IBM India revenue growth rate skids after bumper year
The Indian arm of global technology giant IBM that offers technology, business, and cloud services to its parent company and other sister concerns saw revenue growth decelerate a year after experiencing smart jump.
IBM India, which accounts for one-third of the global workforce, clocked net sales of ₹30,459 crore, as per data collated by VCCedge, a data research platform and a sister unit of VCCircle. Revenue growth rate for the year ended March 2024 more than halved from 22% in FY23 when it clocked a topline of ₹27,854.6 crore.
Meanwhile, the bottomline too faced pressure with net profit declining 6%.
IBM’s India unit has three key units including the mainstay — global delivery wing, which provides technology services, global business services and cloud services to other IBM entities, located overseas. This unit that generates over two-thirds of total India revenues, grew around 10% last year.
The services unit that provides clients with consulting, application management services and global process services grew the fastest at nearly 19%.
The systems and solutions vertical that comprises of hardware (servers and storage) and software; solutions units covering analytics, social and security, several of the new initiatives around Watson, Watson IoT, and transaction processing software; technology support services (maintenance services) to maintain and improve the availability of clients’ IT infrastructures and global asset recovery service, was on a slow burner with under 7% growth in FY24, Techcircle has gathered.
IBM India did not respond to TechCircle’s queries.
The previous year (FY23) provided much-needed relief to IBM India, which had previously suffered declining revenues and skidding profits. This growth came despite IBM losing an important business unit when it spun off its managed infrastructure services arm into a separate company Kyndryl.
Globally, for the year, IBM generated $61.9 billion in revenue, up 3% at constant currency in the financial year ended December 2023. “We experienced growing demand for our new watsonx platform, marked by thousands of client interactions. This demand contributed to roughly doubling the book of business for watsonx and generative AI from the third to the fourth quarter,” said Arvind Krishna, Chairman and Chief Executive Officer in a statement in the presentation in January 2024. IBM follows a January to December financial cycle.
Under Krishna, IBM has driven focus on software and consulting along with artificial intelligence (AI). IBM expects 2024 revenue to grow in the mid-single-digits backed by these businesses.
IBM’s Asia Pacific revenue for 2023 increased 1.6% though this growth stood at 7% after adjusting for currency movements. India, particularly, increased by 15% as reported and 20 percent adjusted for currency for the period January-December 2023.
The company is also dealing with disagreements over taxes with the Indian Tax Authorities. “To keep its right to appeal the tax decisions, the company has already paid $557 million in advance, which is listed as prepaid taxes,” IBM had stated in its 2023 global annual report.
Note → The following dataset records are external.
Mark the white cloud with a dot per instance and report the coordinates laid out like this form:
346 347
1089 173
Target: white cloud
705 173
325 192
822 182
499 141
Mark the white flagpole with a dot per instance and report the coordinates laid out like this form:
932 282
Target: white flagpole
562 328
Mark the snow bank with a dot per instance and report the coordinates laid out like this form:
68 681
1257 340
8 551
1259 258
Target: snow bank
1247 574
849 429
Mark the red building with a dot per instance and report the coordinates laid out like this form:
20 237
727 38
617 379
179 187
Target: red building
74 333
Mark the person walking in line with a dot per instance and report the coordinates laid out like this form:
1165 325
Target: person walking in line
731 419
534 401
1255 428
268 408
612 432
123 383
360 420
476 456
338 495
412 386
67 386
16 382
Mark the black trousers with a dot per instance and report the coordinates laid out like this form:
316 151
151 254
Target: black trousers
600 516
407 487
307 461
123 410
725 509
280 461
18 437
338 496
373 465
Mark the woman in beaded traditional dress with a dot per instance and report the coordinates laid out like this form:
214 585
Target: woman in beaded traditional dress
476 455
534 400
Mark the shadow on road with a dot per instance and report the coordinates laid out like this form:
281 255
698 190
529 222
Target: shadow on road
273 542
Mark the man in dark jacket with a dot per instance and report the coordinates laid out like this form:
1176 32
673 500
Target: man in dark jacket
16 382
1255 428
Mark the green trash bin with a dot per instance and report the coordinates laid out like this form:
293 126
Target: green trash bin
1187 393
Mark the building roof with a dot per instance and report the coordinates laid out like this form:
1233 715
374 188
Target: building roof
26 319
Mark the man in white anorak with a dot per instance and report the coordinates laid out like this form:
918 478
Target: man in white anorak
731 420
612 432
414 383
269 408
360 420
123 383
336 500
In September, IBM opened a new generative AI center at its Kochi office. This innovation is expected to generate 5,000 jobs. The news came at the time when a report by The Register stated that the company is ‘quietly’ laying off thousands of employees especially in senior-level programmers, sales and support staff.
Further, this year, IBM partnered with NTT Data to launch SimpliZCloud, a fully managed cloud service designed to meet the infrastructure needs of financial services organisations. Built on IBM’s LinuxONE platform, the service aims to support critical applications such as core banking, lending, and risk management. As per the company, the service is positioned to support financial institutions and other organisations with mission-critical workloads, providing modern, flexible infrastructure on a private cloud platform that meets regulatory requirements.